En 2010, la lutte contre les violences faites aux femmes était grande cause nationale. La prostitution était inscrite parmi les violences à combattre. Quel bilan pouvons-nous tirer de l'année écoulée ? 

Deux hommes conversent pendant leur jogging dans une forêt. Subitement, l'un d'eux s'arrête. Au même instant, on entend derrière un échange verbal entre un client agressif et une personne prostituée. Le jogger interroge : « Qu'est-ce qui se passe ? ». L'autre lui répond : « Rien. J'avais un caillou dans ma chaussure... ». Une voix conclut : « En France, chaque jour, des milliers de femmes sont victimes de prostitution ». 

Ce spot radiophonique, largement diffusé sur les ondes publiques et privées à l'occasion de la Journée internationale de lutte contre les violences faites aux femmes, est un des messages de sensibilisation, produits dans le cadre de la Grande Cause nationale 2010

En effet, depuis plusieurs mois, un collectif de vingt-cinq associations (dont la Fondation Scelles) s'est engagé sous ce label pour alerter l'opinion publique sur la violence physique, sexuelle et psychologique dont sont victimes les femmes et appeler au renforcement de la politique globale de lutte contre ces violences...

Dans ce cadre, pour la première fois en France, la « prostitution et la traite qui en découle » ont été solennellement dénoncées comme une violence, au même titre que le viol, les mutilations sexuelles féminines, les violences conjugales, le harcèlement sexuel, le mariage forcé.

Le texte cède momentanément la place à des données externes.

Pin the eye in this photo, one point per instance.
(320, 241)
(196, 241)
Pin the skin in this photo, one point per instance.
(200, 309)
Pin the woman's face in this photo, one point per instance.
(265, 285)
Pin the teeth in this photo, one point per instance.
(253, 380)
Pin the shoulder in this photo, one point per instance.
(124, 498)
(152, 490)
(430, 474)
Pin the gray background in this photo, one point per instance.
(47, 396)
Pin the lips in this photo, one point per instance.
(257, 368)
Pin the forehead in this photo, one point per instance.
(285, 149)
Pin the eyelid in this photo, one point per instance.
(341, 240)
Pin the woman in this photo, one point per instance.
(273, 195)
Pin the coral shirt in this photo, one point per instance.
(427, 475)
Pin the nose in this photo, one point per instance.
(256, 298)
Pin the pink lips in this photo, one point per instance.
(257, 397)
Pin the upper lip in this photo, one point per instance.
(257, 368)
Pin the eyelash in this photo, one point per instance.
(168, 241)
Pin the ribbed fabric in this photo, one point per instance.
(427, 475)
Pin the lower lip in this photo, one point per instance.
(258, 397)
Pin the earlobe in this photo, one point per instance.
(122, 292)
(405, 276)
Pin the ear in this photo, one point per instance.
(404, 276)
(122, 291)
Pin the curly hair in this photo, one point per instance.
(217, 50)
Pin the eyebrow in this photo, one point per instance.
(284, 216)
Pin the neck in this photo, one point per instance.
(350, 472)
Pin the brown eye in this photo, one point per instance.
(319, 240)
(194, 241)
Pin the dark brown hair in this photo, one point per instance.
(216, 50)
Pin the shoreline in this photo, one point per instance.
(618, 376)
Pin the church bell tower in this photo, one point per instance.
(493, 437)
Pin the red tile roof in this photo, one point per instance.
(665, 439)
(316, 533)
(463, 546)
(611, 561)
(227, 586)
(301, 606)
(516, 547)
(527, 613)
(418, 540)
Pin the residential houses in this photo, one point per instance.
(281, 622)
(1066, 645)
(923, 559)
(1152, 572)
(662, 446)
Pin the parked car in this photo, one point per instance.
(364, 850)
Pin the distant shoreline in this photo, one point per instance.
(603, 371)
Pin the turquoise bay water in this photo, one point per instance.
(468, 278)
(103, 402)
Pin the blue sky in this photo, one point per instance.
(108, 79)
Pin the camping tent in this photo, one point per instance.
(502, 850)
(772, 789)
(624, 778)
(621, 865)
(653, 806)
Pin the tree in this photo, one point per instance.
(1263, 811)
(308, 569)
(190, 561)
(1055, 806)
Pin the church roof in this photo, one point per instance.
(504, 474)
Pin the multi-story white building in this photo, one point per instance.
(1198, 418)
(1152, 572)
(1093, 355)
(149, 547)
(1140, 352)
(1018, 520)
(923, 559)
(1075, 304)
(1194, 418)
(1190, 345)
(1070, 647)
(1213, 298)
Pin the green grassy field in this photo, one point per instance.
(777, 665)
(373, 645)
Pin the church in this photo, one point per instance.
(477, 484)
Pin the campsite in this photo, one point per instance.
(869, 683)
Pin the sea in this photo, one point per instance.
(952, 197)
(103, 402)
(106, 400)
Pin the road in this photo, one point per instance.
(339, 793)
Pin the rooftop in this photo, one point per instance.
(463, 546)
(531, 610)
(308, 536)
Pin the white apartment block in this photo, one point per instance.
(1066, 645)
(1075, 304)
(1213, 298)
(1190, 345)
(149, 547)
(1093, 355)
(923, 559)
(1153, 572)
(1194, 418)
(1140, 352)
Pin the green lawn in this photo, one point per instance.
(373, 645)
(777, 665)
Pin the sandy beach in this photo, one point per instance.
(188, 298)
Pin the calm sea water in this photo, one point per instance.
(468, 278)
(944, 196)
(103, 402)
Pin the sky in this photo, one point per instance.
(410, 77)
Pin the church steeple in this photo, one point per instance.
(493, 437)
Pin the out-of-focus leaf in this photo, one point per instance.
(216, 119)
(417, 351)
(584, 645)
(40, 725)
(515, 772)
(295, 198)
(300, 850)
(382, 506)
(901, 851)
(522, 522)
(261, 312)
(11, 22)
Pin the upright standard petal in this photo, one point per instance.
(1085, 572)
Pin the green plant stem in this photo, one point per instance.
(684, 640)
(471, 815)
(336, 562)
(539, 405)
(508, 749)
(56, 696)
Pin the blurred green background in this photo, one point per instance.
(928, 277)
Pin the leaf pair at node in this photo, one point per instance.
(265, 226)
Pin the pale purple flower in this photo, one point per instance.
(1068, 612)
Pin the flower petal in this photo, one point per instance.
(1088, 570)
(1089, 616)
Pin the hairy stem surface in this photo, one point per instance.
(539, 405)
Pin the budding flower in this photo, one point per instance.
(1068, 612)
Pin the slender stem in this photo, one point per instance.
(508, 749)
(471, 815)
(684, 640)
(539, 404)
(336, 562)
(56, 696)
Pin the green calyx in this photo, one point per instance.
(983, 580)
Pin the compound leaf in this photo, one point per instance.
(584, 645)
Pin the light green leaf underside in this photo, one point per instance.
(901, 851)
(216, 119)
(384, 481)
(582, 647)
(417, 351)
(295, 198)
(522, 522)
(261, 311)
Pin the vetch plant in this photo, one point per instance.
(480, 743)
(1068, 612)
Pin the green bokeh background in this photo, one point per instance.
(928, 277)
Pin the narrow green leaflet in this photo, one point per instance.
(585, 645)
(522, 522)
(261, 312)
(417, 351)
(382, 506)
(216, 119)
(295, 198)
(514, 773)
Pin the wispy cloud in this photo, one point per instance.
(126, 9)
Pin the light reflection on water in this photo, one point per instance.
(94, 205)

C'est une reconnaissance officielle que nous attendions. 


« Des niveaux terrifiants de violence... »

Depuis plusieurs années, des enquêtes internationales ont mis en lumière toute la violence liée à la prostitution : dans une étude australienne (pays où la prostitution est légalisée), 81% des personnes interrogées ont déclaré avoir subi des sévices sexuels pendant l'exercice de leur activité ; à Glasgow, 94% des personnes prostituées de rue interrogées ont subi une agression sexuelle, 75% ont été violées par un client. Selon une autre étude, menée sur 9 pays (Allemagne, Colombie, Turquie...), 71% des personnes prostituées interrogées disaient avoir subi une agression physique, 64% avoir été menacées d'une arme, 57% avoir subi une agression sexuelle. 

En 2008, c'est le Parlement européen qui dressait le constat global de la violence de la prostitution : les personnes prostituées sont « beaucoup plus exposées à la violence que les autres femmes », elles «courent un risque beaucoup plus grand de souffrir de blessures physiques et psychologiques liées non pas à une violence extraordinaire mais à la violence journalière de la prostitution ».

Dans le contexte de crise économique de ces derniers mois, cet état des lieux ne cesse de s'aggraver. Les rapports les plus récents des associations opérant sur le terrain font le constat d'une augmentation de la violence vécue par les personnes prostituées, de la part des proxénètes et, plus encore, de la part des clients. 

On parle de pressions psychologiques : « les clients veulent toujours plus et toujours moins chers. Ils se permettent des demandes scandaleuses, conscients que nous gagnons plus difficilement notre vie » (Le Progrès de Lyon, 5 avril 2009). On parle de « clients qui changent d'humeur en une fraction de seconde, deviennent plus agressifs... » (Tribune de Genève, du 27 février 2009). 

On parle d'agressions physiques : « les prostituées sont de plus en plus victimes d'agressions et de braquages ». Selon Sarah Benson, directrice de l'ONG irlandaise Ruhama, les femmes, au cours de l'année 2009, « ont été confrontées à des niveaux terrifiants de violence physique, émotionnelle et psychologique » : insultes (« les agressions verbales sont la norme », précise Madame Benson), coups de pied, coups de poing au visage, morsures, séquestration.... « Les clients ne se préoccupent pas de blesser les femmes. Ils sont juste à la recherche de leur plaisir ». 


Le message de la grande cause nationale 2010

Alors que les médias répondent à ce constat alarmant en vantant le bien-être des maisons closes, la grande cause et le collectif d'associations qui l'ont portée ont essayé de faire entendre une autre voix. 

Trois messages clairs relatifs à notre cause ont été délivrés : 

La violence de la prostitution n'est pas liée à des lieux ou à des conditions d'exercice, comme on veut souvent nous le faire croire ; la prostitution est une violence en soi parce qu'elle s'inscrit dans un rapport de domination ; comme les autres formes de violences dénoncées en 2010, elle est « le produit d'un système patriarcal et historique instituant la domination des femmes par les hommes et des rapports sociaux de sexe inégalitaires » (cf. la charte du collectif de la grande cause 2010) ;

Le client est le premier responsable de cette violence à double titre : c'est la demande des hommes qui crée la prostitution / et l'acte d'achat du corps de l'autre génère une violence potentielle de tous les instants ;

Face à ce problème, la société reste dans une indifférence scandaleuse ; l'opinion publique doit prendre conscience de la réalité prostitutionnelle.

On nous rétorquera que ce message n'a pas été relayé par les médias et a rencontré peu d'écho.... Peut-être. La grande cause n'en constitue pas moins une étape décisive dans notre combat. Sous le patronage du gouvernement, sur les ondes nationales à des heures de grande écoute, il a été dit que « en France, chaque jour, des milliers de femmes sont victimes de prostitution ». C'est un symbole fort.